Die "Werra" ist Teil einer Militäraktion, für die der Bundestag für knapp zwölf Monate 45,3 Millionen Euro genehmigt hat. Laut Mandat dürfte sie "militärische Gewalt zur Durchsetzung ihres Auftrags" einsetzen, auf der Brücke hängen die Helme griffbereit. Dessen ist sich Bedford-Strohm bewusst, wenn er vom "Samariterboot" spricht. Man müsse "extrem zurückhaltend sein mit militärischer Gewaltanwendung", sagt er. Doch manchmal könne "rechtserhaltende Gewalt als ultima ratio" nötig sein. Und der oberste Repräsentant der evangelischen Kirche sucht einen Weg, auch die Pazifisten unter den Protestanten in Deutschland anzusprechen: Mit Sophia sei "der Verteidigungsauftrag ganz neu verstanden". Mit dem Kampf gegen die Schlepper übernehme die Marine hier "gewissermaßen polizeiliche Funktion".

Der weltweite Ökumenische Rat der Kirchen, seit Jahrzehnten mit Friedensethik beschäftigt, spreche von "just policing", sagt Bedford-Strohm. Befürworter argumentieren, mit diesem "gerechten polizeilichen Handeln" könnte Gewaltfreiheit mit internationaler Schutzverantwortung zusammengebracht werden. Kommandeur Eidam sagt, in der Bundeswehr sei es gerade die Marine, die "Aufgaben wahrnimmt abseits der militärischen Rolle". Die Hinweise aller Sophia-Schiffe aus 24 Nationen haben laut Bundeswehr zur Festsetzung von rund 80 Menschen geführt, die der Schleuserei verdächtigt werden.
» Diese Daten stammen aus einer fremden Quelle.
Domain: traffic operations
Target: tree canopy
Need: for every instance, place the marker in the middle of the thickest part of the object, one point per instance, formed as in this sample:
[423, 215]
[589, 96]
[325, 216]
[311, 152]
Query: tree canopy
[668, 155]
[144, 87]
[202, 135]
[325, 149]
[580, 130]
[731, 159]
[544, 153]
Erst kürzlich haben die Deutschen erstmals drei Verdächtige festgesetzt.

Vor Krieg und Gewalt in ihrer Heimat geflohen sind die Menschen, die die lebensgefährliche Überfahrt gewagt haben. Das ist das zweite Anliegen der beiden Bischöfe: Sie wollen den Blick lenken auf das weiter anhaltende Sterben im Mittelmeer, schon in diesem Jahr verloren bis zum 7. August etwa 3.200 Frauen, Männer und Kinder ihr Leben.

Am Vorabend ihres Truppenbesuchs haben sie Flüchtlinge in einem von der Caritas betreuten Haus getroffen. Bedford-Strohm hört sich die schrecklichen Fluchtberichte der Männer an, fragt nach, nimmt Anteil - und tanzt ein paar Schritte mit ihnen zu Trommelschlägen. Nur weil in Deutschland derzeit weniger Flüchtlinge ankämen als vor einem Jahr, "dürfen wir nicht aus dem Blick verlieren, welche Tragödien sich nach wie vor auf dem Mittelmeer abspielen", sagt er.